The Electrical Life of Louis Wain

In Theatres: 
Oct 22, 2021
Running Time: 
111 minutes

You may not be familiar with the name Louis Wain, but you’ve likely seen his work before. Working as an artist in London during the 1860’s, Wain popularized cats, drawing them with big cartoonish eyes and anthropomorphic features. The Electrical Life of Louis Wain is just as the title suggests; electrical. Centered around an unbridled performance from Benedict Cumberbatch, the film delivers a charming look into the life of the artist. 

Louis Wain (Cumberbatch) is an extremely talented freelance artist, but he’s also not like other people and doesn’t always act the way others in society expect of him. Nonetheless, he’s managed to find work drawing for various publications. He even manages to find love through his sister’s governess, Emily Richardson (Claire Foy). Yet nightmares and tragic events seem to also plague Wain’s life. Behind all the paintings of happy and playful cats, there’s a tortured soul looking for peace.
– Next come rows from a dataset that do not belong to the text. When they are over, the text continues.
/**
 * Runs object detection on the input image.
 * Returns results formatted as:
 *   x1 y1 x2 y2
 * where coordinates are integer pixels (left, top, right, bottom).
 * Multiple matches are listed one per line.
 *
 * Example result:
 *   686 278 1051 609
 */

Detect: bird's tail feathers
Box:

I’ll admit that I had no idea who Louis Wain was before watching the film, and The Electrical Life of Louis Wain does a good job at hitting all the beats needed for a decent biographical drama and period piece. Benedict Cumberbatch puts on a performance and looks like he’s having fun in the role as he gets to play with the character and all his eccentricities. At the same time, he can pull your heart from your chest when he’s exploring the darker side of the character. The film covers all your bases.

The film does seem to gloss over the more controversial elements of Louis Wain’s life, specifically whether or not he was schizophrenic. The film somewhat hints at that possibility, but it overall tends to focus on the jovial aspects of his life. As far as biographical dramas go, The Electrical Life of Louis Wain plays it safe by taking the middle road. While it’s enjoyable to watch Wain turn cats from just a tool used to hunt mice in homes to the pets we know today using just the stroke of his paintbrush, there’s so much more to the artist waiting to be explored. Cumberbatches performance is electric enough but a better script surely could have produced bigger sparks.